Those virtual fans should have known Kyle Schwarber was thinking home run.
Why do virtual fans get to have all the fun watching Kyle Schwarber go yard?
Well, we are in the middle of a global pandemic. Even though the MLB is back in our lives, you can’t go to the Friendly Confines of Wrigley Field to take in a ballgame, not even if the hated Milwaukee Brewers are in town to square off with the Chicago Cubs. Saturday was a perfect day for baseball, but only FOX’s virtual fans were allowed to be in attendance. It’s such a weird look on television.

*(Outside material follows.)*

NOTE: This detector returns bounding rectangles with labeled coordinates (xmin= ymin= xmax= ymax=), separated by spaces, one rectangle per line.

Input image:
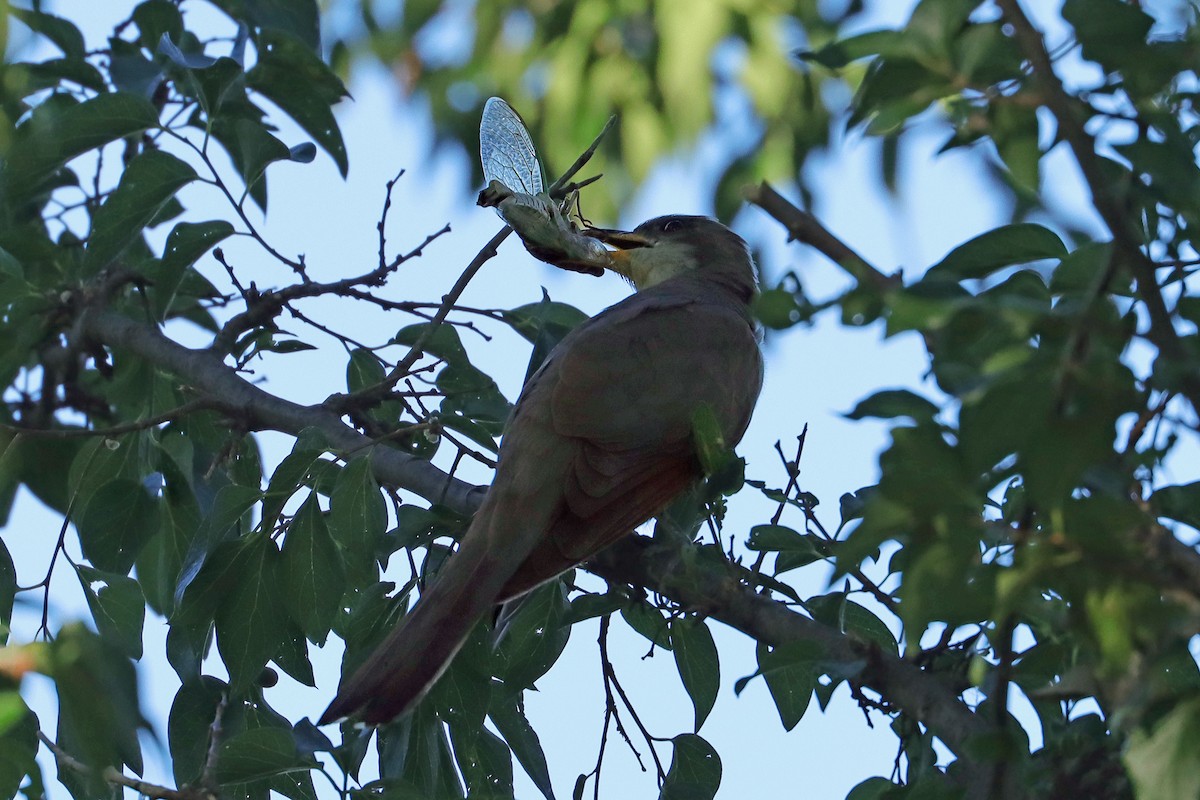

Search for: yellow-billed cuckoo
xmin=320 ymin=216 xmax=762 ymax=723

Schwarber obliterated Brewers right-hander Brent Suter‘s offering on the bottom of the fifth inning. With second baseman Javier Baez on base, the two-run bomb cut into the Cubs’ deficit, trailing only 4-3 after that towering blast. It was such a magnificent home run that it seemed to confuse the entire virtual Wrigley faithful in attendance. Have they forgot what homers look like?
Virtual fans on nationally televised games on FOX will never become normal.
When we look back on this season and see those virtual fans who were sitting in our seats not knowing how to celebrate a Schwarber home run, we will critique the available technology like we do with older versions of The Sims. Why wasn’t every seat in the outfield bleachers packed to the brim? I mean, it was close, but it’s a summer day in Chicago and the Cubbies are playing baseball!
While we appreciate FOX’s innovativeness, the ball landing into a sea of nothing is easier on the eyes. Having the cutouts behind the backstop are cute until it rains. Then, we’ll feel sorry for the guy who works at Wrigley Field or any other ballpark who has to pick up soaking wet cardboard in the rain. It’s the baseball pandemic equivalent of cleaning up after the elephants in the circus.
The Cubs and the rest of us are in this together, a crazy 60-game season where more than half of the league makes the postseason. Fans can only watch on television or from adjacent rooftops. All we know is on national telecasts on FOX, we’re going to get weird and confused virtual fans who don’t know how to celebrate homers who simultaneously confuse us all in the process.
I’d rather see the ball bounce off the bleachers and make its way towards Waveland and Sheffield.